Por Rafa Cotarelo.
El olor de un perfume impregnado en el dorso de una
mano. En la distancia una ciudad sujeta por tres pilares de la historia y la
visión de un monte cuyas tumbas reviven el espíritu de Sefarad, la agudeza de
una observación, la banalidad de tantos comentarios; el perfil de la felicidad
ante el recuerdo de unas fotografías que había que revelar. La comodidad de un
silencio, esa duda causada por la timidez y las ganas de agradar. La calma de
unos ojos, el tacto, el frío interrumpido, la naturaleza en suspense. Lugares de una conversación, de un tono concreto, entornos de circunstancia creados
por un movimiento sutil o un pensamiento. Hay muchos, en todas partes -un pasillo o una cafetería, una biblioteca, una casa en
el campo, metrópolis y países enteros-, pero acaso los Jardines del Palacio de La Granja
sean uno de esos espacios de la imaginación y la memoria tan reales como la
hierba y el viento, como cualquier animal; tan ciertos como la preocupación, la
angustia, el sufrimiento, la fascinación, como la alegría o el cariño, como la sensibilidad de un
oído musical.
Uno atraviesa las primeras puertas del recinto
preguntándose a cuántos les fue dado ese privilegio, a cuántos se les negó
injustamente hace no tanto, cuántos podrán disfrutar de una entrada así y en
tales condiciones. Se avanza después por una pendiente admirando unos cuatro o
cinco árboles de cien, doscientos, trescientos años, altísimos, pintados en
esta ocasión con la nitidez del aire suave que deja la lluvia cuando acaba de
pasar. Más adelante las esfinges y el palacio, su fachada de ventanas y contraventanas blancas, sus balcones, un tejado de
pizarra, agujas y buhardillas, un edificio tan francés, tan universal en
espíritu que cabría esperarse, transportado por algún impulso, girar la cabeza
y ver allí mismo discurrir las aguas del Sena. Y al fin los jardines, expresión
de la inteligencia del ser humano en la tierra, una oda a la mesura, a la
armonía y al orden. Es otoño, pero incluso las hojas caídas son amontonadas con
moderación, el seto más insignificante es podado con distinción y buen gusto.

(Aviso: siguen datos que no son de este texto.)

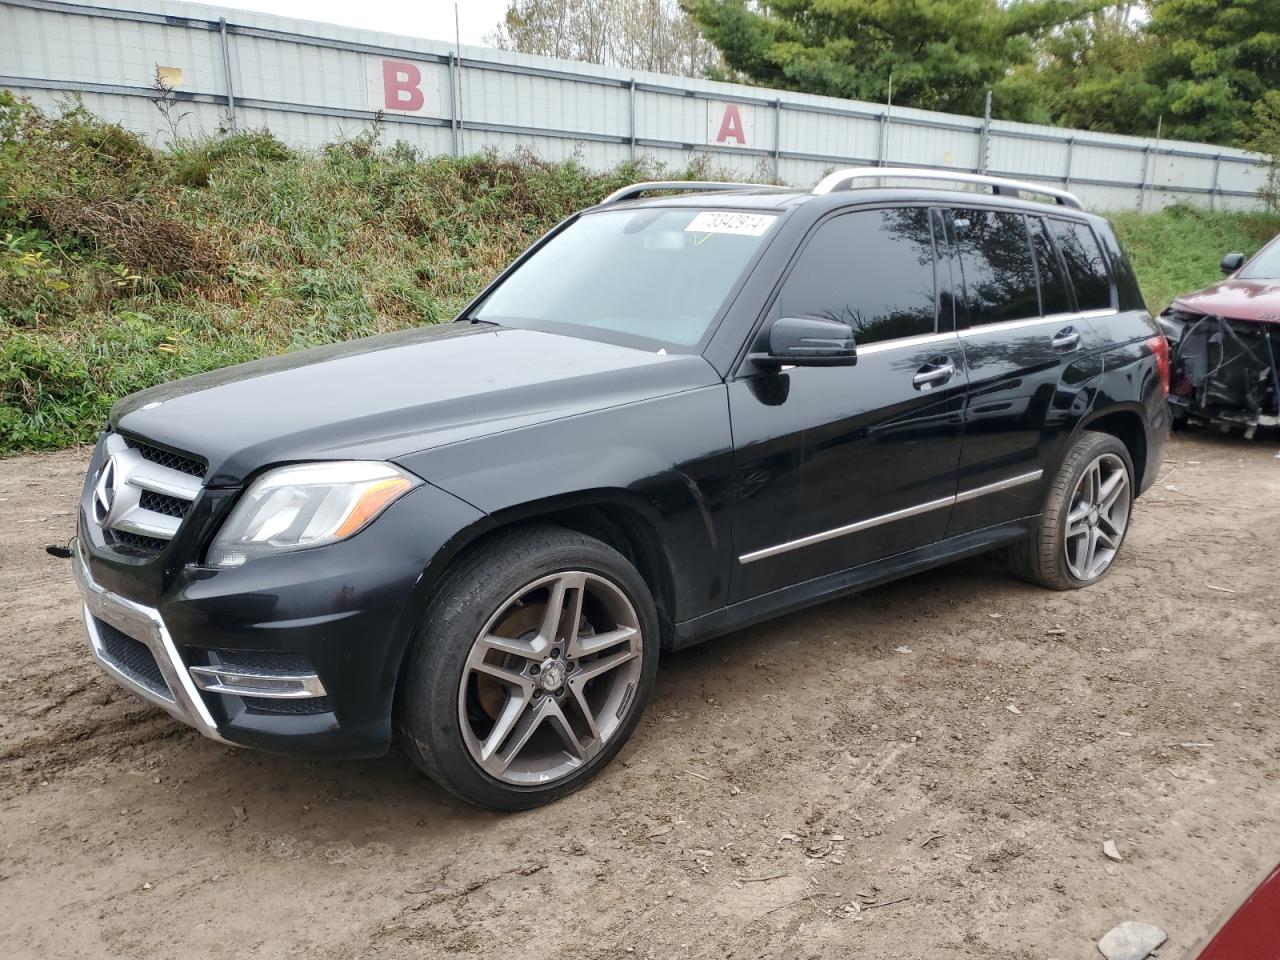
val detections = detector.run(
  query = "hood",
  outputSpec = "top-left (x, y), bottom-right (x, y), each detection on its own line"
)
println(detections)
top-left (1171, 278), bottom-right (1280, 324)
top-left (112, 323), bottom-right (718, 485)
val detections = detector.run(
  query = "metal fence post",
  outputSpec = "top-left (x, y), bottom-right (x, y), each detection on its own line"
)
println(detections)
top-left (877, 73), bottom-right (893, 166)
top-left (1211, 153), bottom-right (1222, 211)
top-left (1142, 116), bottom-right (1162, 211)
top-left (629, 79), bottom-right (637, 162)
top-left (978, 90), bottom-right (992, 174)
top-left (1139, 145), bottom-right (1151, 210)
top-left (773, 98), bottom-right (781, 181)
top-left (218, 17), bottom-right (237, 132)
top-left (448, 53), bottom-right (459, 156)
top-left (1064, 135), bottom-right (1074, 191)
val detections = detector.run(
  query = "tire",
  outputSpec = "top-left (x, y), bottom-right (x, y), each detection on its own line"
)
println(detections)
top-left (1008, 431), bottom-right (1135, 591)
top-left (395, 526), bottom-right (660, 811)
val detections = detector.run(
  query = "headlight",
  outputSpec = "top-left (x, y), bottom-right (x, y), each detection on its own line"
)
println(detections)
top-left (206, 461), bottom-right (420, 568)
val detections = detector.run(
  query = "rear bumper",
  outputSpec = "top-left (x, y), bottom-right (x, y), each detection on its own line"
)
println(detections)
top-left (1140, 408), bottom-right (1167, 496)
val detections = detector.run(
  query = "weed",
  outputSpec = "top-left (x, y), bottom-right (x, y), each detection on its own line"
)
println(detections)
top-left (1110, 203), bottom-right (1280, 310)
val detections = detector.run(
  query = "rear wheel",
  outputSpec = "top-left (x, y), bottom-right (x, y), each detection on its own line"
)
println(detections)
top-left (1008, 431), bottom-right (1134, 590)
top-left (396, 527), bottom-right (659, 810)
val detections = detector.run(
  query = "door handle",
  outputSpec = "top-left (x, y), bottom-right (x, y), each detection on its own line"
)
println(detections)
top-left (912, 357), bottom-right (955, 391)
top-left (1050, 326), bottom-right (1081, 352)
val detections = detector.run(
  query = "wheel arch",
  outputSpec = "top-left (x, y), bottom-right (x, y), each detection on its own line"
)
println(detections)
top-left (408, 489), bottom-right (679, 651)
top-left (1077, 404), bottom-right (1148, 491)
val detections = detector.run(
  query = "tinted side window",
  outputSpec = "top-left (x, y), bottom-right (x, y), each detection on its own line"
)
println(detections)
top-left (1030, 218), bottom-right (1073, 315)
top-left (777, 207), bottom-right (938, 346)
top-left (1097, 227), bottom-right (1146, 312)
top-left (1047, 219), bottom-right (1113, 311)
top-left (951, 209), bottom-right (1039, 325)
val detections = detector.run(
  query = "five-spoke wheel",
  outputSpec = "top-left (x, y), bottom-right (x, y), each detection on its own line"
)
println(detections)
top-left (459, 571), bottom-right (643, 785)
top-left (396, 527), bottom-right (658, 810)
top-left (1008, 430), bottom-right (1135, 591)
top-left (1063, 452), bottom-right (1131, 581)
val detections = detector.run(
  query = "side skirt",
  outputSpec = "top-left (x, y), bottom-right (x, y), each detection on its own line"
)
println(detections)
top-left (670, 516), bottom-right (1039, 650)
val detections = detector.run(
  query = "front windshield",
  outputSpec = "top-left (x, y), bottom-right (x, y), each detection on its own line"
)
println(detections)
top-left (1238, 236), bottom-right (1280, 280)
top-left (472, 207), bottom-right (778, 350)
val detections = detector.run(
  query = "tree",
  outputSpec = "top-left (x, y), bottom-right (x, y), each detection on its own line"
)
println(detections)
top-left (489, 0), bottom-right (722, 77)
top-left (1144, 0), bottom-right (1280, 145)
top-left (680, 0), bottom-right (1113, 120)
top-left (1017, 6), bottom-right (1160, 133)
top-left (1243, 90), bottom-right (1280, 210)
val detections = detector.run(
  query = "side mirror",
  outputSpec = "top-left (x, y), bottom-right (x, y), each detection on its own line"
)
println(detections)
top-left (752, 316), bottom-right (858, 368)
top-left (1221, 251), bottom-right (1245, 275)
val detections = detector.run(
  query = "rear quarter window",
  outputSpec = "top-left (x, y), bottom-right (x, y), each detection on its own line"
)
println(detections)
top-left (1029, 218), bottom-right (1073, 316)
top-left (1096, 227), bottom-right (1147, 312)
top-left (1047, 219), bottom-right (1114, 312)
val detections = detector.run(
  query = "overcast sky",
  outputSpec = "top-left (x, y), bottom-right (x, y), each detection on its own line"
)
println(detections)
top-left (192, 0), bottom-right (512, 46)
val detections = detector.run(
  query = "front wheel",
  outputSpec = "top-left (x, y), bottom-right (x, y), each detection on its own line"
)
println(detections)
top-left (1008, 431), bottom-right (1135, 590)
top-left (395, 527), bottom-right (659, 810)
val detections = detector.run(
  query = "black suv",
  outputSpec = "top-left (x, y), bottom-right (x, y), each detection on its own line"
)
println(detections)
top-left (73, 168), bottom-right (1168, 809)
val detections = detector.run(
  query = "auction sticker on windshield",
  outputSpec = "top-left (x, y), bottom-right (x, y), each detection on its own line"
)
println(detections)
top-left (685, 211), bottom-right (777, 236)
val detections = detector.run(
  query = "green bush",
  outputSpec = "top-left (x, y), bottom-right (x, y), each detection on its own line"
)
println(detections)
top-left (0, 97), bottom-right (722, 452)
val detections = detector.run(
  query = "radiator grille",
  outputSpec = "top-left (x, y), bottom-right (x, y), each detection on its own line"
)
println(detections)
top-left (106, 530), bottom-right (172, 557)
top-left (128, 439), bottom-right (206, 479)
top-left (93, 433), bottom-right (207, 560)
top-left (138, 489), bottom-right (189, 518)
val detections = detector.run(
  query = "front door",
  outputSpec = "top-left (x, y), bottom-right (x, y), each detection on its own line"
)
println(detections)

Un lugar para la estabilidad razonable o para el desarrollo de la filantropía.
También -hay
que buscarlo-
para el placer del hedonismo, para desatar la emoción contenida, con bosquejos,
cuevas y escondites, pequeños lugares de lo salvaje inundados de charcos,
barro, troncos olvidados y ramas en descomposición. Pero hasta ese desorden de
la espontaneidad aparece como una desviación reprimible, pronto controlada,
porque enseguida cualquier apertura reconduce a un camino, y este a una avenida
de tierra o grava y todo de nuevo a la civilización.
El sol en su última media hora, a lo sumo cuarenta y
cinco minutos para que la luz desaparezca. Una luz que todavía permite
contemplar el cerco de montañas bajas que parece vencerse sobre un lago. El
reflejo distorsionado de tantos de árboles sobre la superficie pausada, sus
colores mezclados con algunas motas de nieve a finales de noviembre. Hay una
explicación científica, pero esas partículas de luz en equilibrio,
momentáneamente vivas un viernes por la tarde, extienden un rumor más allá del
conocimiento. Silencioso, durable, en las afueras del tiempo -sin pasado, sin futuro, rozando el presente universal- un instante de levedad sustituye a la materia y un
estado de ternura, de plenitud gratuitas golpea la existencia. No hay objetivo,
no hay meta, no cabe su búsqueda. Deambular, vagar inventando cuentos e
historias, ver correr a los infantes, suponer amantes a los reyes antiguos, a
los dioses con forma humana. Atribuirles todos los pecados y virtudes, nuestras
diversiones, nuestras obstinaciones y anhelos, presenciar las
luchas más encarnizadas -el
Bien y el Mal a vida o muerte-,
cambiar un poco este mundo, frivolizar, calibrar medio en broma medio en serio
la idea de pasar la noche allí o en cualquier parte. Nada que no cuenten las
figuras, las estatuas y todas esas fuentes repartidas. Nada que no esté
inventado ya. La historia y el poder, la incertidumbre, el vino y su colindante
risa, la sensualidad, el deseo, la belleza. La profundidad, la ligereza, un
resquicio de verdad, el mecanismo che
move il sole e l´altre stelle. Todo en ciento cuarenta y seis hectáreas.